2.2. upsample_filt 函数

def upsample_filt(size):
    """
    Make a 2D bilinear kernel suitable for upsampling of the given (h, w) size.
    创建一个给定 (h, w) 大小且适用于上采样过程的二维双线性卷积核
    """
    factor = (size + 1) // 2
    if size % 2 == 1:
        center = factor - 1
    else:
        center = factor - 0.5
    og = np.ogrid[:size, :size]
    return (1 - abs(og[0] - center) / factor) * (1 - abs(og[1] - center) / factor)

2.3. bilinear_upsample_weights 函数

def bilinear_upsample_weights(factor, number_of_classes):
    """
    Create weights matrix for transposed convolution with bilinear filter initialization.
    使用双线性滤波器初始化为转置卷积创建权重矩阵
    """

    filter_size = get_kernel_size(factor)

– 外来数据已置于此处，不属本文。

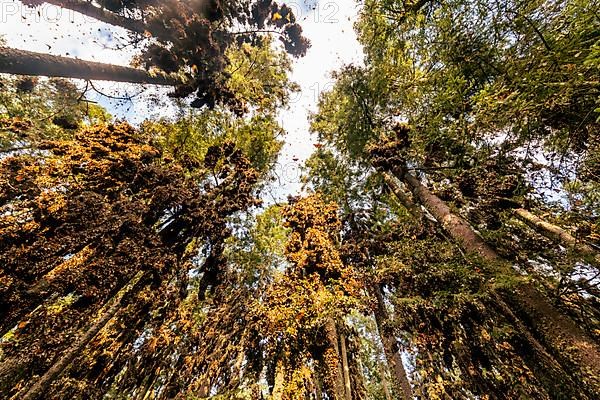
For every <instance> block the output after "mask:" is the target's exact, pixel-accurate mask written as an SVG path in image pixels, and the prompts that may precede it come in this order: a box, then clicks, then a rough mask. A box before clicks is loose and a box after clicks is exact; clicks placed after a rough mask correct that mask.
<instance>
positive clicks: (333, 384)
mask: <svg viewBox="0 0 600 400" xmlns="http://www.w3.org/2000/svg"><path fill="white" fill-rule="evenodd" d="M325 337H326V340H327V344H328V346H327V349H326V350H325V354H324V364H325V368H326V371H327V378H326V381H327V382H326V383H327V385H326V386H327V389H328V391H329V392H330V394H331V397H332V400H344V399H345V388H344V373H343V370H342V363H341V359H340V348H339V345H338V333H337V328H336V326H335V321H334V320H333V319H329V320H328V321H327V322H326V324H325Z"/></svg>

    weights = np.zeros((filter_size,
                        filter_size,
                        number_of_classes,
                        number_of_classes), dtype=np.float32)

    upsample_kernel = upsample_filt(filter_size)

    for i in xrange(number_of_classes):
        weights[:, :, i, i] = upsample_kernel

    return weights

2.4. 数据加载

# Data Loading
from __future__ import division

import os
import sys
import tensorflow as tf
import skimage.io as io
import numpy as np

os.environ["CUDA_VISIBLE_DEVICES"] = '1'
sys.path.append("/home/dpakhom1/workspace/my_models/slim/")
checkpoints_dir = '/home/dpakhom1/checkpoints'

image_filename = 'cat.jpg'
annotation_filename = 'cat_annotation.png'

image_filename_placeholder = tf.placeholder(tf.string)
annotation_filename_placeholder = tf.placeholder(tf.string)
is_training_placeholder = tf.placeholder(tf.bool)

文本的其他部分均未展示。